So this completes the reading mini-project I set for myself when I read Hugh Howey's Wool back in 2015: to read the remaining members of the trilogy. Number two was Shift, which I read back in August 2017. Overall, I liked Wool a lot, Shift not so much, and Dust even less. But it was a worthy effort. As always, what follows could be considered spoilerish.
Another lesson: don't let too much time elapse between reading books in a strongly plot-connected series; I found myself wondering: Um, who are these people again, and what did they do in the previous books? I eventually remembered enough to make sense out of the plot here.
Basically: inhabitants of the silos have come to a dim realization of their reality. They're buried in deep Georgian soil, the outside world might be uninhabitable (or it might not), the folks running the show are only slightly more aware of the situation, and the real (cartoonish) bad guy has no compunctions whatsoever about mass murder.
As we open, the inhabitants of Silo 18, led by the intrepid Juliet, are using their newly-discovered driller to tunnel over to Silo 17. This isn't easy, and there's plenty of opposition. And (as we know) Silo 18's population is far from saintlike.

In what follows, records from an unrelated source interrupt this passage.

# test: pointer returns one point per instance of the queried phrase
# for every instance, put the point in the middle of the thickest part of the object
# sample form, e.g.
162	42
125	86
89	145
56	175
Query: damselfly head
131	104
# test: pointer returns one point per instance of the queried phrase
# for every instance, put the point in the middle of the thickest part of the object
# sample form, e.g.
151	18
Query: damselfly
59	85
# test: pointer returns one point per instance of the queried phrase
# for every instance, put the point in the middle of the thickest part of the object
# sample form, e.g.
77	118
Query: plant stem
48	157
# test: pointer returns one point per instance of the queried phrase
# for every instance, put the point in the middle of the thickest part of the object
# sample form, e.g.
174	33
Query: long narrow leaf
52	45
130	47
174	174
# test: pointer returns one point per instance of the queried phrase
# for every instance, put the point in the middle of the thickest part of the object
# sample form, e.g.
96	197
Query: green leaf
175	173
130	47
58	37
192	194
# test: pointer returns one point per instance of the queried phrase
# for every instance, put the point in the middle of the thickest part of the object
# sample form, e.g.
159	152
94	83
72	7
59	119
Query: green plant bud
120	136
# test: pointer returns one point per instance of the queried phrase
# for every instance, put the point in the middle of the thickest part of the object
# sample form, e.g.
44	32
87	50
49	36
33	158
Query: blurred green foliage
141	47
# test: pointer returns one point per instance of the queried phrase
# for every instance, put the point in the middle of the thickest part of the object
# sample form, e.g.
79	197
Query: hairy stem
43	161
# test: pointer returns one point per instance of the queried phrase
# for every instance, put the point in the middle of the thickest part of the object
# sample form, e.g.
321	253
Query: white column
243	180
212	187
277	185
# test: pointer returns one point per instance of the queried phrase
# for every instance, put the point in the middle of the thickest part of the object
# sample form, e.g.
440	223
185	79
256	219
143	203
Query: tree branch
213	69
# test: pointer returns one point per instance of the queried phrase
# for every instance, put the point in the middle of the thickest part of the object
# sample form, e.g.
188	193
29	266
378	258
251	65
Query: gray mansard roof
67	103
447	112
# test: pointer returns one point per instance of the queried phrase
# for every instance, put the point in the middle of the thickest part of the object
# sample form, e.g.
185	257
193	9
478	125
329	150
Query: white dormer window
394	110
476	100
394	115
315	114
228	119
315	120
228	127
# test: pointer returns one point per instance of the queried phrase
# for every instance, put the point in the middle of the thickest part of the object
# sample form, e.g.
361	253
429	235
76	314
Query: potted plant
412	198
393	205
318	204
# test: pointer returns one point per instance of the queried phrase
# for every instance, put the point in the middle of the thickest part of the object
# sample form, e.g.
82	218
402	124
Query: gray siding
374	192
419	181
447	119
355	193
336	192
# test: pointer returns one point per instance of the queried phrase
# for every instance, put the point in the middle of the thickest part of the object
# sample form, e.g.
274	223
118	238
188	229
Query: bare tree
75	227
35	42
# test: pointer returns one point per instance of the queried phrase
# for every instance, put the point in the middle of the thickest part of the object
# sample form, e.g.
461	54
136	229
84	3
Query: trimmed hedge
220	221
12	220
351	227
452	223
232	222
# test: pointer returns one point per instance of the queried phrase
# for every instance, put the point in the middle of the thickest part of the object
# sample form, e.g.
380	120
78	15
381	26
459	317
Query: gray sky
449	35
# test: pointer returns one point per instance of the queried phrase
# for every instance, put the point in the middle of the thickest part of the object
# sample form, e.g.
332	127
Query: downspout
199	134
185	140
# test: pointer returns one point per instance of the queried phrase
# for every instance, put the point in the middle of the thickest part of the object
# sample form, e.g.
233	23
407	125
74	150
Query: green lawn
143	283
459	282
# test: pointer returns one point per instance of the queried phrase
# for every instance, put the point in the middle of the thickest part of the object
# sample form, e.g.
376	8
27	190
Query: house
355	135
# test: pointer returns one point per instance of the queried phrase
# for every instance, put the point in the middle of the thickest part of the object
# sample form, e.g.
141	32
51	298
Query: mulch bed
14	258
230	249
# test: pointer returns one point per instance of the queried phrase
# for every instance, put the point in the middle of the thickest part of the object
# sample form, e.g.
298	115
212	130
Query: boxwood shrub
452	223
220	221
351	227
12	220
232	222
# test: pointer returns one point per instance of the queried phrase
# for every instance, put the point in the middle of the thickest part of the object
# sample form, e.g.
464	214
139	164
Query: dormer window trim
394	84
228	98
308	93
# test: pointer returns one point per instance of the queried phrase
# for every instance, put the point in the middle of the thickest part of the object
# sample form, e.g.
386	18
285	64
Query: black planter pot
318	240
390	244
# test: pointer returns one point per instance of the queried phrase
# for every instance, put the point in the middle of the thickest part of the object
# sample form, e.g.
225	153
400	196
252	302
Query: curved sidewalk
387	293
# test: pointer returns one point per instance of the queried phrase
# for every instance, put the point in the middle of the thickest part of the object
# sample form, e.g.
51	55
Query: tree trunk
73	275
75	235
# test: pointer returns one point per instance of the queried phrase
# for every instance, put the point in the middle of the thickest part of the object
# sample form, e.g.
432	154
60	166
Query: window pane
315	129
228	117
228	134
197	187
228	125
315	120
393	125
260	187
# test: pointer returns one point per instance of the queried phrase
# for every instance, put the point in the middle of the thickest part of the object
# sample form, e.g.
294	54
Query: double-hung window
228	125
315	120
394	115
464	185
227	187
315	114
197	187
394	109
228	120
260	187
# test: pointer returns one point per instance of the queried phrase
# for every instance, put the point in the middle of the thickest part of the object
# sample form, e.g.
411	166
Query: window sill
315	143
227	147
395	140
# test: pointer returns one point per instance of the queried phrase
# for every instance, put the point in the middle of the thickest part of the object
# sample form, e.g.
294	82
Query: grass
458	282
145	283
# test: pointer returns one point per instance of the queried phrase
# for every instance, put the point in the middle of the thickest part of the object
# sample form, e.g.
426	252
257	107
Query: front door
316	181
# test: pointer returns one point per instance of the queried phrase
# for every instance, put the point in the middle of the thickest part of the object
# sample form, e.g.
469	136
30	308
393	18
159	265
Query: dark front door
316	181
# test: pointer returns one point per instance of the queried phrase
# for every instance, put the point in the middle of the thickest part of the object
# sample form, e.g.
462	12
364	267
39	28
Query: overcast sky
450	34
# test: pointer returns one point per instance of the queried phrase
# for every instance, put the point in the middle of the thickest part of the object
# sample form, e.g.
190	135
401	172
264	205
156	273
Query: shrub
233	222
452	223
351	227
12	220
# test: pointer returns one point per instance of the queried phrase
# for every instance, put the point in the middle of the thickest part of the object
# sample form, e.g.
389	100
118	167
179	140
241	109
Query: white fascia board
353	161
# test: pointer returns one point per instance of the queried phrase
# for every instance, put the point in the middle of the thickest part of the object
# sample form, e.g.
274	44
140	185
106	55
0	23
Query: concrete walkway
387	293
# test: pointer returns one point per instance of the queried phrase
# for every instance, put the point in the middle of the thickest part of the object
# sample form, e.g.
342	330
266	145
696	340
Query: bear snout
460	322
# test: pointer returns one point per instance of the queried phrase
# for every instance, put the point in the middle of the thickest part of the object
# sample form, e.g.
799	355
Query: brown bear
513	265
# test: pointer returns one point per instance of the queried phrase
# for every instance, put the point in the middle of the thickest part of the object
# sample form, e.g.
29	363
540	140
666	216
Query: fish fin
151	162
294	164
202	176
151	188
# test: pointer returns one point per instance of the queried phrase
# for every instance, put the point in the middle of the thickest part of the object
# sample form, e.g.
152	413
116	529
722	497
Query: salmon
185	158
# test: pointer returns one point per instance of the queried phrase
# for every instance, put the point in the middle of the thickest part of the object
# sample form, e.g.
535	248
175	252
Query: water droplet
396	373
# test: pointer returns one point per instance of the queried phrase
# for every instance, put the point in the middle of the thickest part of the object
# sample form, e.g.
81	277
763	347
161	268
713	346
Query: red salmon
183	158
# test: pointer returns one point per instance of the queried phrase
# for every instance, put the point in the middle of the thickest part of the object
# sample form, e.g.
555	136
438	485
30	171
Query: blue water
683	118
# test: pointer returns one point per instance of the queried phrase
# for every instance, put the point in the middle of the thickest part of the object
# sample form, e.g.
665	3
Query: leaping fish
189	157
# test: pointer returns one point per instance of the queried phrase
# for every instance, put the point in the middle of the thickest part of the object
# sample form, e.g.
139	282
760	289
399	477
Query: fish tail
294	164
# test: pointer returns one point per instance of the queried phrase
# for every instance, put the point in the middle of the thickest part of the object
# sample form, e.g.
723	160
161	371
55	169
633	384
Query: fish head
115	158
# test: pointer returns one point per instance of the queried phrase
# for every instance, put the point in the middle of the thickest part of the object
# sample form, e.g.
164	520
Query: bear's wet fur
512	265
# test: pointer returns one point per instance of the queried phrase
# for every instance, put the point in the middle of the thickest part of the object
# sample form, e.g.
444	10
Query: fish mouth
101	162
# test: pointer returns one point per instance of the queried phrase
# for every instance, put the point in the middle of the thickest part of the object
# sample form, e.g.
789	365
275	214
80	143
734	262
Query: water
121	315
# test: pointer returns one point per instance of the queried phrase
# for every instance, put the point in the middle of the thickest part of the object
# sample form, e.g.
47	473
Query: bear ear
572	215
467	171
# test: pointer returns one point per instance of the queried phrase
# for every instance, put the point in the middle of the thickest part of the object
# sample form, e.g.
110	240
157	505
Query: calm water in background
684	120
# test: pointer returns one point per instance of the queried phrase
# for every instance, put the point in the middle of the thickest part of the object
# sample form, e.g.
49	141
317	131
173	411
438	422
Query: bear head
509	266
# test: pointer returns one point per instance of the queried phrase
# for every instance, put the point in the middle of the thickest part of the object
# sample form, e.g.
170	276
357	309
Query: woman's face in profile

And (as we also know) if Silo 1 gets wind of these doings, they'll wipe out both 17 and 18. So everything's fraught with danger, physical and mental despair, and also sentimentality. (A significant subplot: a cute kid loses her puppy—conveniently named "Puppy"—and gets involved with some nasty people instead.)
The problem I had with Shift is more-than-slightly magnified here: too many words to support a thin plot and characters.